Inverse Problems Regularized by Sparsity
Pier Luigi Dragotti (Imperial College London, UK)

Modelling signals as sparse in a proper domain has proved useful in many signal processing tasks and, in this talk, we show how sparsity can be used to solve inverse problems.

We first recall that many inverse problems involve the reconstruction of continuous-time or continuous-space signals from discrete measurements and show how to relate
the discrete measurements to some properties of the original signal (e.g., its Fourier transform at specific frequencies or its first L moments). Given this partial knowledge of the original signal, we then solve the inverse problem using sparsity.

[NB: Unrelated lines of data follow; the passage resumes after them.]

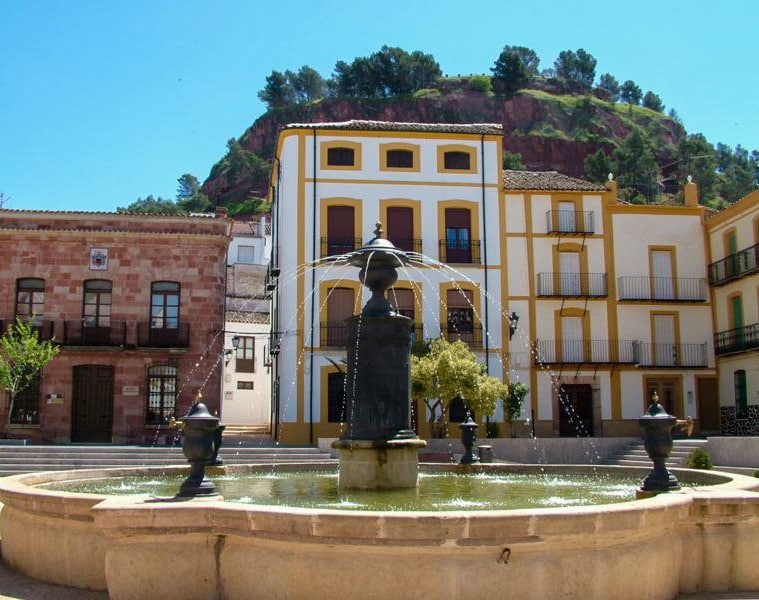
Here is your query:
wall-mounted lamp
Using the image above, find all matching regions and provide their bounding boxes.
[509,312,519,339]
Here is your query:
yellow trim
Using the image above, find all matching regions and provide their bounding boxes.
[437,200,482,266]
[380,198,422,240]
[319,140,361,171]
[314,365,343,437]
[437,144,478,175]
[320,197,364,256]
[380,142,421,173]
[648,245,680,299]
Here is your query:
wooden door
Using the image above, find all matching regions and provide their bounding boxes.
[71,365,113,444]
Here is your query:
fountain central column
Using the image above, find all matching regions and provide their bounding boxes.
[332,223,427,489]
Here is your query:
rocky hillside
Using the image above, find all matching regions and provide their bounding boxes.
[203,89,685,205]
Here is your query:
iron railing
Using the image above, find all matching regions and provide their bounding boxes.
[709,244,759,286]
[714,323,759,356]
[546,210,596,234]
[439,240,480,264]
[321,237,362,258]
[61,319,127,346]
[137,322,190,348]
[538,273,608,298]
[634,342,709,368]
[535,340,636,365]
[440,323,482,348]
[617,275,707,302]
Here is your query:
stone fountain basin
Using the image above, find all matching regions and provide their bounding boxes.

We focus on two specific problems which have important practical implications: localization of diffusion sources from sensor measurements and reconstrction of planar domains from samples.

We localize diffusion sourses using a variation of the 'reciprocity gap' method and use it also to estimate the activation time of the source. We validate the method by estimating the location and activation time of a heat source from real measurements. Finally, we show how to reconstruct specific planar domains which are driven by sparsity models and apply this approach to
enhance the resolution of natural images.

This is joint work with T. Blu (CUHK), H. Pan (CUHK), J. A. Uriguen (ICL), J. Onativia Bravo (ICL) and J. Murray-Bruce (ICL).
This work is supported by the European Research Council (ERC) starting investigator award Nr. 277800 (RecoSamp).